Determinants of Demand
Price
Income
Price of complements/substitutes
Expectations
Government regulations
* Law of Demand (negative relationship between Price and quantity, except griffen goods)
non luxury good that demand increases with price
Demand functions (maths)
QD=D(P) (Direct)
Quantity demanded= demand relationship times price
in a linear relationship D becomes :
QD=a-bP
where a>0 and b>0 positive parameter
* non linear relationship, change the powers of P
Why demand function is downward facing
Substitution Effect: When the price of a good increases, some
consumers will substitute it with alternative goods that are
relatively cheaper.
Income effect: When goods becomes more expensive, consumer’s real income decreases, so they can purchase less goods
Shifts and movement along the demand curve
Movement: when price changes Shifts: any factors other than price QD=a-bP+cY A=a+cY QD=A-bP So changes in Y affect the intercept but not the slope
Consumer and Producer surplus
- think graphically
Consumer surplus: Difference between what the consumers are willing to pay and what they actually pay
Producer surplus: difference between what the producer were willing to supply at and what they actually supply at
Links: - welfare
Determinants of supply
- Price
- costs of production
- technology
- random shocks and other unpredictable events
- government regulations
- supply function inverse demand funtion
Market equilibrium ( maths)
QD=QS
a-bP=c+dP
Price elasticity of demand
Arc elasticity - between two different points
Point elasticity- on a point
arc- % change in quantity (average) / % change in price (average)
PED interpretations
When |PD | > 1 we say that the demand is elastic.
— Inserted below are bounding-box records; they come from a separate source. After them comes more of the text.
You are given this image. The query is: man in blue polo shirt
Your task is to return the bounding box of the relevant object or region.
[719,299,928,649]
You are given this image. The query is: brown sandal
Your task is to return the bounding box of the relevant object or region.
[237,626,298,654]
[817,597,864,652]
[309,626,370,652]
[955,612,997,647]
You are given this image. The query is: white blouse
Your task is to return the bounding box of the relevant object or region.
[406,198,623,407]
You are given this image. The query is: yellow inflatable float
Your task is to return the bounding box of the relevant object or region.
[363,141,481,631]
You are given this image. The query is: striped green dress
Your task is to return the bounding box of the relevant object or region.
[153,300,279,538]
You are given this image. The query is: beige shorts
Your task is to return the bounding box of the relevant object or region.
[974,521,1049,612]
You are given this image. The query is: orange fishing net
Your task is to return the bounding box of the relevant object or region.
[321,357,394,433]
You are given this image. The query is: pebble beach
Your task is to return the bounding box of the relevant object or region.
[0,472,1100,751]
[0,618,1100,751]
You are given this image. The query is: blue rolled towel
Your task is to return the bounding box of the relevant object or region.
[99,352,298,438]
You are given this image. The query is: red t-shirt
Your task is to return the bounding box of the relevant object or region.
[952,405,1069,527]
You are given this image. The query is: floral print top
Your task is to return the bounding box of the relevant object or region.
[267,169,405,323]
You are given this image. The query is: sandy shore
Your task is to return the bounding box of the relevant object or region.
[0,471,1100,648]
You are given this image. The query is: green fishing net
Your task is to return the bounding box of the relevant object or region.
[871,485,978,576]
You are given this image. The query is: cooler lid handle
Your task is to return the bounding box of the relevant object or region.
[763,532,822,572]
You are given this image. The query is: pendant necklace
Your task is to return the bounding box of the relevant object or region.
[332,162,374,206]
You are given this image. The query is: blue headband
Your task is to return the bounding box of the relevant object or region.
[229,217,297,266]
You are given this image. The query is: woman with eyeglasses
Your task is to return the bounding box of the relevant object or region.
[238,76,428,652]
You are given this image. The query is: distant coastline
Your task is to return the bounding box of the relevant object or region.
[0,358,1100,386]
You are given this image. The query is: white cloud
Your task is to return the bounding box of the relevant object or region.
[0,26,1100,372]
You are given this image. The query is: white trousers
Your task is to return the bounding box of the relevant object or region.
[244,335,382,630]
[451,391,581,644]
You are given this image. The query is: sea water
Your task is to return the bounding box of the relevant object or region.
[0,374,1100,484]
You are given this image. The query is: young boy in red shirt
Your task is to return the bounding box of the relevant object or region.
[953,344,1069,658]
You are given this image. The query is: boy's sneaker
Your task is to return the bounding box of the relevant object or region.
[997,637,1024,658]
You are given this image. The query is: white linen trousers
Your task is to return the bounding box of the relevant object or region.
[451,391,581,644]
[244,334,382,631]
When |PD | = 1 we say that the demand is unit elastic.
When 0 < |PD | < 1 we way that the demand is inelastic.
Elasticity in relation to total revenue
TR= P x Q
if price changes, quantity demanded will goes down. What effect dominates depends on elasticity
Demand is elastic: An increase in P decreases TR.
Demand is unit elastic: An increase in P does not change TR.
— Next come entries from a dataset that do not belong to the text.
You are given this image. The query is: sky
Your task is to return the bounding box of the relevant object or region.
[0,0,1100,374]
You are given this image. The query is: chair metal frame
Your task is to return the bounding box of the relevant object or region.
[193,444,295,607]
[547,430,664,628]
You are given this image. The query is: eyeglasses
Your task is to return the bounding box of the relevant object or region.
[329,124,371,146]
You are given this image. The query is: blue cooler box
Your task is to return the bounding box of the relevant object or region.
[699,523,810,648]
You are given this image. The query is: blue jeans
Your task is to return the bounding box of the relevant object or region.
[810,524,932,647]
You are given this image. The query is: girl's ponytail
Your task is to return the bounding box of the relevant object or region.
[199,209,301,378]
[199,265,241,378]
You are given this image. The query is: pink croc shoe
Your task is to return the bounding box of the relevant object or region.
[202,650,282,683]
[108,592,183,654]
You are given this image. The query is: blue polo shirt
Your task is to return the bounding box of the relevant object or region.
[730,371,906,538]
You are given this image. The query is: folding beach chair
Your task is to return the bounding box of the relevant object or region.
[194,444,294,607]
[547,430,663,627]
Demand is inelastic: An increase in P increases TR
Cross elasticity of demand
Arc- %change in quantity demanded by A / % change in price of B (average)
interpretation of cross elasticity of demand
If the cross price elasticity is positive, then the two goods are
substitutes. This means that an increase in the price of B will
increase the demand of A (and decrease the demand for B).
If the cross price elasticity is negative the two goods are
complements. This means that an increase in the price of B
will decrease both the demand for B and A.